No matter if it’s your first experience purchasing health insurance (#adulting), losing employer-provided coverage or retiring early; knowing the cost of individual policies is vitally important.
Premium costs vary widely based on factors like your age and location. Thanks to the Affordable Care Act (ACA), gender or preexisting conditions no longer play an impactful role when it comes to setting premium costs.
Bronze plans offer lower monthly premiums but higher out-of-pocket expenses; their average medical deductible for single persons stands at $4,500 while for families it can exceed $9,000.
Consider selecting a Bronze plan if you don’t anticipate needing significant healthcare and are seeking an economical way to meet the individual mandate. However, be aware that any time an injury arises or medication is prescribed you’ll likely pay full price until reaching your deductible amount.
Expanded Bronze Plans enable you to pay fair prices for certain essential health benefits even before reaching your deductible, making them an appealing option for those comfortable with higher deductibles but wanting additional robust coverage to satisfy the individual mandate.
Silver plans generally cost less per month than Bronze plans but more than Gold plans unless you qualify for premium tax credit subsidy. Your out-of-pocket expenses depend on what services you utilize; for instance, if you sustain a head injury playing flag football and visit the emergency room as a result, those costs could become prohibitive even with a Silver plan in place.
Silver plans are like the minivan of metal tier plans: With moderate monthly payments (premiums) and reduced healthcare costs when you need care, as well as potential cost-sharing reductions that may help save even more on deductibles, copayments and coinsurance premiums.
The gold plan is an option for individuals looking for reduced out-of-pocket expenses when using their health insurance plan. While all plans may have the same actuarial value, each may come with different deductibles, copays, and coinsurance costs that will differ based on which policyholder chooses it.

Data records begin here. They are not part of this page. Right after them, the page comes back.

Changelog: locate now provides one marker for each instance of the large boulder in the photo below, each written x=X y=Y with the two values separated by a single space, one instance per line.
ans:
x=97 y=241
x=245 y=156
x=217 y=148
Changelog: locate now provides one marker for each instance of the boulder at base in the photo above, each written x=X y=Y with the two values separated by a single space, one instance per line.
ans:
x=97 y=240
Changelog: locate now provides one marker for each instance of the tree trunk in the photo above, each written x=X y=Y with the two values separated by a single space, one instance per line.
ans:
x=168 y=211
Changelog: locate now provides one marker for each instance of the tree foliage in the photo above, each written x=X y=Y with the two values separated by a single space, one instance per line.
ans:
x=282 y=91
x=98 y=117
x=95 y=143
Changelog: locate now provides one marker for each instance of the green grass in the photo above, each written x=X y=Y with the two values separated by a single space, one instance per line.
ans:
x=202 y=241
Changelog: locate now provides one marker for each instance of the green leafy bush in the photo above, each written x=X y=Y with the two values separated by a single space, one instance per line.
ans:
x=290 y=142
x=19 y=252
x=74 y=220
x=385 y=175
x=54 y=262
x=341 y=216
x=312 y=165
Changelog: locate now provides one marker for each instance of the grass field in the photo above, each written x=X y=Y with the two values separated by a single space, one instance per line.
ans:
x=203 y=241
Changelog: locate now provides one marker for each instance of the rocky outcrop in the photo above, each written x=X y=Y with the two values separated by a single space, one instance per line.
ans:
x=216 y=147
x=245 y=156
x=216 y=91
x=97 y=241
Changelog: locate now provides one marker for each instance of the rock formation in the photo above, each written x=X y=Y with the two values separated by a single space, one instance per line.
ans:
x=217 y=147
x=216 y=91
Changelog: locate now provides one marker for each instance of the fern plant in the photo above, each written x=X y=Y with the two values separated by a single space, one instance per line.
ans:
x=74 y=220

Consider that gold-tier plans tend to offer higher out-of-pocket limits than Bronze and Silver plans, meaning that they typically cover more of your medical expenses, though it’s still important to budget properly.
Overall, making the right decision requires considering your willingness to pay on a monthly basis for less costly healthcare services when they become necessary. Keep in mind that qualifying individuals or families who purchase Silver plans during either Open Enrollment Periods or Special Enrollment Periods could even qualify for premium tax credits!
Platinum plans tend to have lower deductibles and copayments than their metal tier counterparts, and in 2023 are projected to have the lowest average monthly premium due to record affordability and premium tax credits. But keep in mind that an actuarial value indicates how many of your medical costs the plan will cover for an average person – your individual costs could differ substantially.
Each plan tier provides you with a maximum payment in any given year before your insurance company begins covering 100% of in-network care services. A Bronze plan usually offers higher maximum limits, while Platinum usually offers the least. If you anticipate using health care services frequently, selecting either Silver or Gold plans could save money overall on annual costs.